Royal College of Art
Supervised by Jeremy Millar, Senior Tutor in Critical Practice at the Royal College of Art, and Professor Pip Laurenson, Head of Collection Care Research at Tate
October 2016 –
This thesis catalogues and analyses instances when film form, theory, technology, architecture, discourse and ephemera influenced artists working in the first half of the twentieth century in Britain, focusing on activity in London. It makes detailed case studies of particular works executed in the traditional media of painting, sculpture and print that result from this interest, alongside examples of artists’ work in film. In parallel, it traces the evolution of an idea of film as art in texts written by artists, critics and theorists during the period in question.
The thesis analyses films, artworks and monographic and institutional archive papers held at Tate, the British Film Institute and the Harry Ransom Center, as well as in smaller public and private collections. It attempts to resist the linearity of art history in order to make visible artists’ concern with film, and the resultant focus is on artworks, films, publications and exhibitions as ‘containers’ for cyclically shifting conceptions of film as/and art that could inform the present rubric of ‘artists’ moving image’.
Part one of the thesis explores the period 1906 to 1928 in relation to a developing concept of the ‘cinematic’. Part two explores the consolidation of ideas of an art of film through the formal structures of and informal relationships within i) the Film Society, ii) educational and iii) industrial settings during the period 1925 to 1933. Part three introduces the concept of Paracinema and its manifestation as i) text, ii) lightplay, iii) figurative and iv) abstract painting and sculpture during the period 1933 to 1939.
The thesis finds that artists and works previously considered extrinsic to histories of both art and artists’ moving image in Britain become central when these histories are considered together. It reinterprets the legacies of figures including Walter Sickert, Walter Booth, Wyndham Lewis, Dora Carrington, Roger Fry, Iris Barry, Edward Carrick, Stella Burford, Oswell Blakeston, László Moholy-Nagy, Paule Vézelay and S. John Woods, foregrounding intermedial, collaborative and experimental practices omitted from existing accounts. In this way, the thesis problematises our understanding of British modernism, and by connecting our notion of artists’ moving image to more extensive historical, material and theoretical precedents, it suggests possibilities for further research into artists’ engagement with film in the period 1945 to 1960.

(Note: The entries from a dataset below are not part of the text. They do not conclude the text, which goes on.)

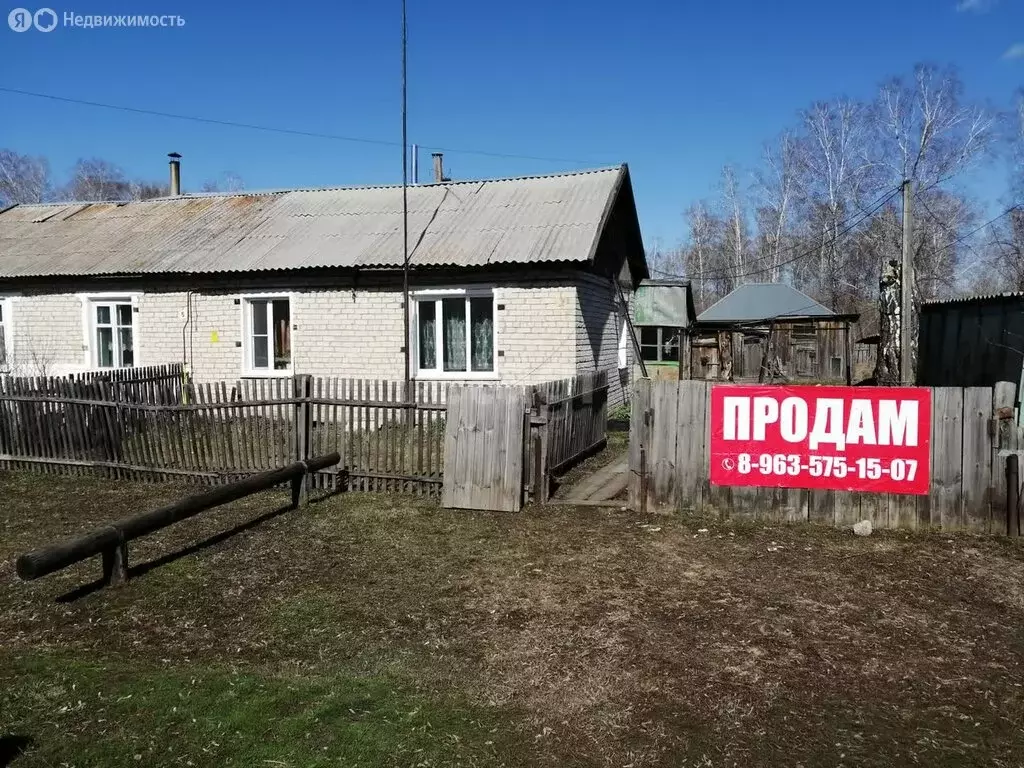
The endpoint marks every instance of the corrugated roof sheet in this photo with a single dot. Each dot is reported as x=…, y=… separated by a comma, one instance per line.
x=762, y=301
x=981, y=298
x=463, y=223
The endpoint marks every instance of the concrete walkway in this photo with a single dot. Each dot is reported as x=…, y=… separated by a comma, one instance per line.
x=600, y=487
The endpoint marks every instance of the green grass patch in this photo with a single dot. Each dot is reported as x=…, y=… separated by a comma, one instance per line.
x=112, y=714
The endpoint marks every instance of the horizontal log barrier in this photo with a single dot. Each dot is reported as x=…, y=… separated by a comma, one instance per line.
x=112, y=540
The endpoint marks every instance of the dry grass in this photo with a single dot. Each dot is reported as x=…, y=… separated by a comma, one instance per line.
x=555, y=637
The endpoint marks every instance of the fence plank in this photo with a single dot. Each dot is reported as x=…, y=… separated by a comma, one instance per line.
x=1004, y=401
x=639, y=446
x=947, y=449
x=666, y=429
x=977, y=466
x=691, y=445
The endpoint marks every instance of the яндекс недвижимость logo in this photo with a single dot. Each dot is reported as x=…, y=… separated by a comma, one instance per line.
x=46, y=19
x=23, y=19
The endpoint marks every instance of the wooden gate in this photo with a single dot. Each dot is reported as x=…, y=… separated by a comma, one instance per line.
x=483, y=442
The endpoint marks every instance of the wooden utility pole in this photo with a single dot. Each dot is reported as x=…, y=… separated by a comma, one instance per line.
x=906, y=295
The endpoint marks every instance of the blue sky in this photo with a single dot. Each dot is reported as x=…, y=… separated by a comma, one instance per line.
x=675, y=88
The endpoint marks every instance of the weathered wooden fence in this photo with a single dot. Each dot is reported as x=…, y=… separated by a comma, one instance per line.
x=220, y=432
x=483, y=448
x=973, y=430
x=569, y=419
x=155, y=424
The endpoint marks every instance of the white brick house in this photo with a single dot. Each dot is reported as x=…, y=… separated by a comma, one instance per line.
x=512, y=281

How did you come to be researching this subject?
My present doctoral project is important to me because it connects the somewhat sprawling research and curatorial interests I have pursued over the previous ten years professionally. Although interdisciplinary in nature, the backbone of my topic is the development of modern art in the UK, so Tate is the instinctive home for this research.
About Inga Fraser
Inga Fraser is a curator and writer with over ten years’ experience working in museums and galleries in London, including curatorial posts at Tate and the National Portrait Gallery. Her research focuses on the impact of the emerging disciplines of film and photography on art in the twentieth century, and the convergences between art, fashion and design in the modern period. Her present doctoral project explores artists’ engagement with film in Britain in the twentieth century.

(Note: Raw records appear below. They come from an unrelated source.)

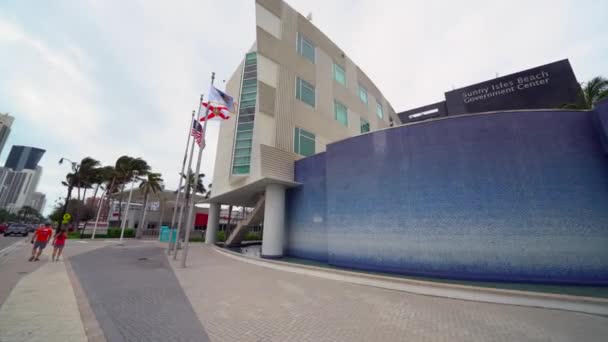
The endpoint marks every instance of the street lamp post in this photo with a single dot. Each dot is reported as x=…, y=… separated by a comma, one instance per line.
x=75, y=168
x=124, y=219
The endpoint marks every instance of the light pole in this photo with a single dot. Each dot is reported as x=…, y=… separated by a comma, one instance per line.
x=75, y=168
x=124, y=220
x=98, y=213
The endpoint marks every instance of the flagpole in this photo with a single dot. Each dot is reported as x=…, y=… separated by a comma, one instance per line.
x=181, y=179
x=198, y=167
x=98, y=213
x=181, y=209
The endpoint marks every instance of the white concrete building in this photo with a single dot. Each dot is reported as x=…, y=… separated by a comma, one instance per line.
x=6, y=121
x=297, y=91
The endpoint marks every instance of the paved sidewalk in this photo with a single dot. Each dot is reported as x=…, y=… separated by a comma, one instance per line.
x=42, y=307
x=237, y=301
x=135, y=295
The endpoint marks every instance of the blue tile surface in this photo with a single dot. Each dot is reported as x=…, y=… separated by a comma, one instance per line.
x=511, y=196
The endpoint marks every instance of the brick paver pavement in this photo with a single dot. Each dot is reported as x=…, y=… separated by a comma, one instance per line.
x=135, y=295
x=42, y=308
x=237, y=301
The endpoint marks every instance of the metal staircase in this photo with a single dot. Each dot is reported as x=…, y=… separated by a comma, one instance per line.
x=256, y=216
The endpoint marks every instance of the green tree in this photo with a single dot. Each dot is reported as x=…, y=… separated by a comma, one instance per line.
x=592, y=92
x=152, y=183
x=127, y=170
x=6, y=216
x=28, y=214
x=190, y=184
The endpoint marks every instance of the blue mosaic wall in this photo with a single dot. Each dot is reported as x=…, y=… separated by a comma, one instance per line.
x=513, y=196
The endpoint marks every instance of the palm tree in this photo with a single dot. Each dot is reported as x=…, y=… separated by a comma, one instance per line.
x=100, y=176
x=190, y=183
x=126, y=169
x=152, y=183
x=84, y=177
x=85, y=174
x=592, y=92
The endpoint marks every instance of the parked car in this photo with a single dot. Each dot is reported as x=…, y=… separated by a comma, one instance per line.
x=31, y=227
x=16, y=229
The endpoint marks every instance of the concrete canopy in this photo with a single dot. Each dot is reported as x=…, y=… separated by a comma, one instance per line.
x=246, y=196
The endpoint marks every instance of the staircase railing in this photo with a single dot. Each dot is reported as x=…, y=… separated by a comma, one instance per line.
x=239, y=231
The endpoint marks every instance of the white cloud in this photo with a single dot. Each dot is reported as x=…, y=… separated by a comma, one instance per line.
x=113, y=77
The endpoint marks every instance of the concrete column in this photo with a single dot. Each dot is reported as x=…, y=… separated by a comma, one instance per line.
x=274, y=221
x=213, y=223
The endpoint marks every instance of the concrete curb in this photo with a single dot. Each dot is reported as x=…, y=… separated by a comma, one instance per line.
x=595, y=306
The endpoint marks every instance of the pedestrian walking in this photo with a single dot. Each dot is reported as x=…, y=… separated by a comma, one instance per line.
x=59, y=243
x=42, y=236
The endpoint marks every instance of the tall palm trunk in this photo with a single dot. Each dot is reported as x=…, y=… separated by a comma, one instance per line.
x=142, y=222
x=122, y=191
x=94, y=196
x=185, y=222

Selected publications include: ‘Colour and Kinesis’, Tate Etc., no.48, Spring 2020; ‘From a sheet of paper to the sky’, British Art Studies, no.7, Autumn 2017; ‘Visual Culture‘, The Year‘s Work in Critical and Cultural Theory, vol.25, no.1, 2017; ‘Kinomuseum? Film and Video at the Tate Gallery: the Rushes of a Relationship’, LUX Online, November 2017; ‘From a Sheet of Paper to the Sky: Pattern in the Work of Paul Nash’, in Paul Nash, ed. Emma Chambers, Tate, 2016; ‘“New Relations, Unsuspected Harmonies”: Modern British Art in Finland, 1906–1964‘, FNG Research, no.4, 2016; ‘Visual Culture’, The Year’s Work in Critical and Cultural Theory, vol.24, 2016, pp.246–68; ‘Media and Movement: Barbara Hepworth Beyond the Lens’, in Barbara Hepworth: Sculpture for a Modern World, eds. Penelope Curtis and Chris Stephens, Tate, 2015; ‘The “English Independents”: Some Twentieth-Century Women Carvers’, Sculpture Journal, vol.23, no.3, 2014; ‘Born Fully Clothed: the Significance of Costume for the Silent Cinema Vamp’, in Birds of Paradise: Costume as Cinematic Spectacle, ed. Marketa Uhlirova, 2014; ‘Tree, Iris (1897–1968)’, The Oxford Dictionary of National Biography, 2014; ‘Body, Room, Photograph: Negotiating Identity in the Self-Portraits of Lady Ottoline Morrell’, in Biography, Identity and the Modern Interior, eds. Penny Sparke and Anne Massey, 2013.